Today she was greeted with kindness. She was treated with respect. But, she was given words that hurt.
You. Have. To. Wait.
She knows patience. Trust me. She has waited in offices. She has waited for pain to subside. She has waited, better and more gracefully than most.
But, my girl is a do-er. She wants to do it, and put it behind her.
No one spoke about this waiting place.
This place where you just wait for scars to fade, and swelling to subside. Where you wait until you don’t feel like you are looking at a stranger in the mirror. This place where you wait to feel comfortable in your own skin, in any clothes, or just at all.

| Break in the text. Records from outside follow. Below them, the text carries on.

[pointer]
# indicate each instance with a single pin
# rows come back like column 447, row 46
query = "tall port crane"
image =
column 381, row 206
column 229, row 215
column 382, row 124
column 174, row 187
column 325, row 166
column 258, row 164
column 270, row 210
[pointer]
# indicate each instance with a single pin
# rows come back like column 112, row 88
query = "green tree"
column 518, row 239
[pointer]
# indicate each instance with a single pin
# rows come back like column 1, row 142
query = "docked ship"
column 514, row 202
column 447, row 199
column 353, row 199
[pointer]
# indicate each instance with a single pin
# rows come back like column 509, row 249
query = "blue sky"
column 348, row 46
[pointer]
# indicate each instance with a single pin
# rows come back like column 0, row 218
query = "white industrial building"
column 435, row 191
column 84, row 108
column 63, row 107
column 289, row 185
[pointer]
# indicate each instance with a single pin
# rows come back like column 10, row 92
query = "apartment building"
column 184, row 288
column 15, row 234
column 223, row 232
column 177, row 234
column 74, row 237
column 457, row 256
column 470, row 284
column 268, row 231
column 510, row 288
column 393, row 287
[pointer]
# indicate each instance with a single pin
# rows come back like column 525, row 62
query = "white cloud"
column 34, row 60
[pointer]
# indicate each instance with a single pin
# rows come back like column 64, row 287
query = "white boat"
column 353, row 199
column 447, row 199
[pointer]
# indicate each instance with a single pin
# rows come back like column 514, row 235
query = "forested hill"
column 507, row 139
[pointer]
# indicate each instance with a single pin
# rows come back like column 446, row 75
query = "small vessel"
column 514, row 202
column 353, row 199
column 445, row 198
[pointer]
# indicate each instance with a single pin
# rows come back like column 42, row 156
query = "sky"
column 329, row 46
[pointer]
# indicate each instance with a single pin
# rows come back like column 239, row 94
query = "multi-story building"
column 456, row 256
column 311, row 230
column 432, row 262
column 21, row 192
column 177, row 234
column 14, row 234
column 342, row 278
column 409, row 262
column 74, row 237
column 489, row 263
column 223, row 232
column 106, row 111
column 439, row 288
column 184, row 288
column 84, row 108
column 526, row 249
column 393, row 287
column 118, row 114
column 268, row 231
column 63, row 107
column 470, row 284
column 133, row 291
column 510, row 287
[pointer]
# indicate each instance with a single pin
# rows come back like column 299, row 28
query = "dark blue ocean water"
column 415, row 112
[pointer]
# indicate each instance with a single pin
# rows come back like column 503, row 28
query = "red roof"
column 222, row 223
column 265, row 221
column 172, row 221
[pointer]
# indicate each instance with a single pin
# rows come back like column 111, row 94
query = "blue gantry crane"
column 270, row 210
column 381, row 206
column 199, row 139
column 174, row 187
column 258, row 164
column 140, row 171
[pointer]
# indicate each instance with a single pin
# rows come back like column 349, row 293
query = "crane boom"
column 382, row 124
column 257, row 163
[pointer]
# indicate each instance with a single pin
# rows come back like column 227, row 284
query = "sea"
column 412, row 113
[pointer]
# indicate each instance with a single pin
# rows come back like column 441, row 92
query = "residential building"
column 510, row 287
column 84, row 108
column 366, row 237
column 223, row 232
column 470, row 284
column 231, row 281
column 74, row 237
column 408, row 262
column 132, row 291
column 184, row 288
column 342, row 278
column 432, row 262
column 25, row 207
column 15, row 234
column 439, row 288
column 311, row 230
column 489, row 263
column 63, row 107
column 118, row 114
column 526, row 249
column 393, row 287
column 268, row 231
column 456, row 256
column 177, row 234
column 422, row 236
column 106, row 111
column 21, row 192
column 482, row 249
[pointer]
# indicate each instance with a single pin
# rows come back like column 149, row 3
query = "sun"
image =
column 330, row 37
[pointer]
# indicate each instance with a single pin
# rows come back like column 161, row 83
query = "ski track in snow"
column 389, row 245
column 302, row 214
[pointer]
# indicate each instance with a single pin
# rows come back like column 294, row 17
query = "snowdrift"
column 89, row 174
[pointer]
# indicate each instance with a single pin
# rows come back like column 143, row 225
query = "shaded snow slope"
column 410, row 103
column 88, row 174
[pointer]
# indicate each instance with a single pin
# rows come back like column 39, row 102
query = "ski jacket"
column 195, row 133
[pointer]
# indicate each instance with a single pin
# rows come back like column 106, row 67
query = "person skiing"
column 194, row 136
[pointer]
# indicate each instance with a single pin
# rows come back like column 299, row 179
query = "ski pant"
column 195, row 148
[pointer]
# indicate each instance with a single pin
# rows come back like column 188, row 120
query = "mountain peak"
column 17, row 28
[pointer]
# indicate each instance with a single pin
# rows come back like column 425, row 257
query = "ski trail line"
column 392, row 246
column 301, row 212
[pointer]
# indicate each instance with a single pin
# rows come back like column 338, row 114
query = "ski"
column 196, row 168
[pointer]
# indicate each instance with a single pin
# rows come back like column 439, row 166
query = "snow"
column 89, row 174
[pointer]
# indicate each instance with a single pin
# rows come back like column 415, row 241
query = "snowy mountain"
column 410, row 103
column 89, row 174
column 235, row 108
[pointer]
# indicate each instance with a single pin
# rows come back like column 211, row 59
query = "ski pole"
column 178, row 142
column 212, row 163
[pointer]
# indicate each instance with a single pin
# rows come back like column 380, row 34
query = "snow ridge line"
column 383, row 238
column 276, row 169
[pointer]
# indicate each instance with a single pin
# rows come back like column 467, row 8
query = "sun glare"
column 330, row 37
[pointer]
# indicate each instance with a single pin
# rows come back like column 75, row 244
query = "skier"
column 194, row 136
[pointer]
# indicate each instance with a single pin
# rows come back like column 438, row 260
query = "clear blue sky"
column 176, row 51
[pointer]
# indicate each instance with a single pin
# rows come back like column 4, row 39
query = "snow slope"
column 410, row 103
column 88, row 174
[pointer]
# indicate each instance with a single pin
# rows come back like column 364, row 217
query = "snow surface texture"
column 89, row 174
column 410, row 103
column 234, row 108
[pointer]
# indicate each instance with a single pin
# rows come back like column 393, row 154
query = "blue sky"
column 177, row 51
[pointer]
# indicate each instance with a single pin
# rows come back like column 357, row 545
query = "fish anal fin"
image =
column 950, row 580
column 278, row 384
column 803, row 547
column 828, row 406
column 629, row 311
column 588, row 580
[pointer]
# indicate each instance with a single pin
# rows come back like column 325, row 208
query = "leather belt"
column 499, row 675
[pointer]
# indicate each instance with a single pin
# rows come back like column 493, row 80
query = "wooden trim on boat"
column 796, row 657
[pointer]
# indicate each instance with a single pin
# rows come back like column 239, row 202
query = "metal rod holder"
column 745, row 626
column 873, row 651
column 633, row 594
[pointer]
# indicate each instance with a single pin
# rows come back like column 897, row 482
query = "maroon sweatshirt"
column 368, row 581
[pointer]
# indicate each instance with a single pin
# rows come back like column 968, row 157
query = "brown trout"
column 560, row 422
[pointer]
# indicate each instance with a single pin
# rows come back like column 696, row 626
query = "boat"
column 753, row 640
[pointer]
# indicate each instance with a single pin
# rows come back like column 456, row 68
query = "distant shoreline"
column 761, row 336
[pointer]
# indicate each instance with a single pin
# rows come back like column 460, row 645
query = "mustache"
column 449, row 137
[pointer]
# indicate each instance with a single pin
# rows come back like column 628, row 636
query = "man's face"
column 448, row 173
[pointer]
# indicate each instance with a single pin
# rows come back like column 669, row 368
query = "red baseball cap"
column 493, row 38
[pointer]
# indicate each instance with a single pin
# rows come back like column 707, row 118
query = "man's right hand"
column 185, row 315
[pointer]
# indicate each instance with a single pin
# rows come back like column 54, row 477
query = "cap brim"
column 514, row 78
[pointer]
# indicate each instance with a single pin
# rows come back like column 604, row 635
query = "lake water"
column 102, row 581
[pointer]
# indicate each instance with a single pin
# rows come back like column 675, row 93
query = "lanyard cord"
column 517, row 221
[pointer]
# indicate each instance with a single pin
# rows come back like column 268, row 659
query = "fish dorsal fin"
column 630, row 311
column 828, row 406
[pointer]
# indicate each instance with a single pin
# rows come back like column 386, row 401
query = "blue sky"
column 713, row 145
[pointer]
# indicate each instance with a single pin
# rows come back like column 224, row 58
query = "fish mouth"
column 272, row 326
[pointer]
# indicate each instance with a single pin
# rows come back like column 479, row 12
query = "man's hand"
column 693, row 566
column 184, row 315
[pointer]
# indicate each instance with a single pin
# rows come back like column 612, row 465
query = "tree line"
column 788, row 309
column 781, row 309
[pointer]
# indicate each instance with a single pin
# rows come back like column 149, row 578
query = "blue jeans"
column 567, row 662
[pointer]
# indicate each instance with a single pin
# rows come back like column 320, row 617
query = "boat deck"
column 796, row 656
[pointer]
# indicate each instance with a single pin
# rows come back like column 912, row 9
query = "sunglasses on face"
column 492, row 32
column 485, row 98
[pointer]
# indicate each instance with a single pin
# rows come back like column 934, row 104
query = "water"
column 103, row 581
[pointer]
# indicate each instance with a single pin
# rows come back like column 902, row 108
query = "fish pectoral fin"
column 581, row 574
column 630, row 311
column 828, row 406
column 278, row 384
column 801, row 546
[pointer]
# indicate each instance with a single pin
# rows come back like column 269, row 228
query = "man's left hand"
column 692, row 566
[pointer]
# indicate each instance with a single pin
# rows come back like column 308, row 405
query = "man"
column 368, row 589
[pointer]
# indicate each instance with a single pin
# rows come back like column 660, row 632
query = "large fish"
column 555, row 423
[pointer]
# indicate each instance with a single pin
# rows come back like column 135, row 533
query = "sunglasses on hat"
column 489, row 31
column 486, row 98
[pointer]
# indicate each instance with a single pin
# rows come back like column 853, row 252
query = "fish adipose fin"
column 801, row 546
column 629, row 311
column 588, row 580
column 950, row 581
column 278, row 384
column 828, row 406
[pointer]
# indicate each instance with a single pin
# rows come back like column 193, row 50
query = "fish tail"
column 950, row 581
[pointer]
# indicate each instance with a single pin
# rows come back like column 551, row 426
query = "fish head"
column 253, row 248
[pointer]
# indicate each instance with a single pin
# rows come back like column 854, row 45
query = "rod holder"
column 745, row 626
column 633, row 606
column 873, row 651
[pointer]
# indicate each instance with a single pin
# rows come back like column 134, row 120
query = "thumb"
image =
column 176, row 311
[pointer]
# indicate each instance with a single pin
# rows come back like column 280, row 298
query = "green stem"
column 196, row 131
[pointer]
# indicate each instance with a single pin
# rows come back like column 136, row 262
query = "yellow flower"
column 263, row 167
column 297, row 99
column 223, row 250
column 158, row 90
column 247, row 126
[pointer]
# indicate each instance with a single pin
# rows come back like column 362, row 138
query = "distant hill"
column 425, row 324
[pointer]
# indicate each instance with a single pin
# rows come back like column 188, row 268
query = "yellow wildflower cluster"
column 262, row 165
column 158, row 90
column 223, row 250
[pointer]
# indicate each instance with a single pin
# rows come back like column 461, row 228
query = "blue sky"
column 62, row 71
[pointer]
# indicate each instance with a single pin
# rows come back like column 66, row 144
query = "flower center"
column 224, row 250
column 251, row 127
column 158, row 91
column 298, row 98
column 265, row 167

This waiting place where mental torture reminds you of years of trauma and of never feeling quite enough. This place where you crave talking, but so many run because the sound of your voice is too much for THEM.
This place is not where she will stay forever. But, it’s like her car is out of gas, and the nearest station is too far away. She must pause and wait on the healing and try not to lose herself in the relentless noise in her head.
I’ll put her fall Dean’s List certificate in her scrap book while she works on her final undergrad semester remotely after this exhausting day.
The next post-op is in three weeks.
Today was a difficult day indeed.
Cowdens is hard work. It is not for the faint of heart. If you love someone with this wicked syndrome or any like it, be present. It is everything.